“Probably wise of him,” St. Cyprian murmured.
“Yes, you’ve got quite the bad odor about you, Charles. No place for ghouls and ghosts in modern police methodology. Regarded as even worse than the fairer sex, your average phantom,” Robertson-Kirk said, closing the door behind her.
“Ten years on, and they still haven’t admitted it was a good idea to have you around,” St. Cyprian murmured, looking at her. While it seemed dashed odd to think of women serving as police officers, he saw no reason that they shouldn’t. If working with Gallowglass had taught him one thing, it was that there was little appreciable difference in the sensibilities of men and women when it came to the bleaker aspects of life.
“I expect it’ll take another war or three,” Robertson-Kirk said. “That Stanley woman has it well handled, I think. Moreso than I ever did. In the meantime, voila!” She turned back the sheet and exposed the pale, flaccid features of the dead man. St. Cyprian had seen more than his share of corpses in his time, most in a good deal worse shape, and he took the sudden revelation without flinching. “Your chum Melion has a bit of pull, or we’d have run his man in for butchery without a license.” She gestured. “Gurkha knives leave very distinct wounds, comparable to cane-knives.
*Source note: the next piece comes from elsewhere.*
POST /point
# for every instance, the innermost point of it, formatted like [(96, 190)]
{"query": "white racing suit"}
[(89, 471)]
It’s the angle that identifies it, ultimately. But you already knew how he died, didn’t you Charles?”
“The man who did it told me. It’s not this chap’s death I’m interested in, but his life. Specifically, whose orders he was following in the moments preceding his demise.” He leaned over the corpse and murmured, “Well, what do you have to say for yourself?”
“Oh really Charles. At least wait until I’m out of the room before you start up with the necromancy,” Robertson-Kirk said, backing away from the table the body lay on. “Just because I believe in it now, doesn’t mean that I wish to see it.”
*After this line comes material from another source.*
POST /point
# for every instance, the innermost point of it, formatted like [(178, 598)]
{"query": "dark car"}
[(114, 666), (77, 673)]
“No necromancy, I assure you,” he said. “Just a bit of close examination. There is every likelihood that this gentleman is nothing more than a common East End dacoit, of which our fair metropolis has more than its share. But, in my experience, it’s best to make sure.” Carefully he began to poke and prod the body. He pulled the lips aside to peer at the gums, checked behind the ears and in the pits of the arms.
“What are you looking for?” Robertson-Kirk said, after a few moments of this.
“A tattoo, or witch’s mark, ideally. Something to identify his allegiances, if he had any,” St. Cyprian said. “Secret societies and cults have long used such means of identifying members, as you well know. And I have a fair to middling working knowledge of the various marks the local trouble-makers use, right up here.” He tapped the side of his head. “Thomas made me memorize them, thankfully.” He glanced at Gallowglass. “I’ve endeavored to pass such knowledge on to the next generation, but, well…I’m not as good a teacher as he was, I’m afraid.” He hesitated, then added, “It doesn’t help that my student thinks that a betting slip is the height of literary achievement.”
Gallowglass frowned. “I read,” she said.
“Yes. Just not the important things.”
“Depends on your definition of important, don’t it?” Gallowglass sniffed.
St. Cyprian rolled his eyes and looked at Robertson-Kirk. “Such is my lot,” he said. “I—hold on, what’s this?” He parted the hair on the dead man’s head and traced a finger along his scalp. “There we are. Ms. Gallowglass, Molly, if you’d be so kind as to gather around and tell me what this tattoo looks like?”
Gallowglass and Robertson-Kirk peered at the spot St. Cyprian had indicated. Gallowglass was the first to speak. “It’s a goat, innit,” she said.
“Close,” St. Cyprian said. “It’s a ram. Aries, in fact, if I’m not mistaken.”
“The constellation, you mean?” Robertson-Kirk asked.
“Possibly, but more likely the astrological symbol—see these markings here, around it?” He straightened and wiped his hands on the shroud. “This man belonged to the Order of the Cosmic Ram.”
“Meaning?” Gallowglass said.
“Meaning, assistant-mine, that we need to go to Mayfair,” St. Cyprian said grimly.
5.
Soho, the West End, London
Melion put down the telephone with a grunt of satisfaction. Ghale had reported that St. Cyprian and Gallowglass were even now racing off in that ridiculous motorcar of his towards Mayfair. A surge of triumphant satisfaction momentarily drowned out the nagging fear that had been growing within him since the theft. “I knew it. I knew it!” The words exploded out of him, puncturing the carefully cultivated serenity of his sitting room. “I told you that he’d done it, the bastard. That fool Fleece has crossed me for the last time,” he growled, pounding the arms of his chair with knotted fists.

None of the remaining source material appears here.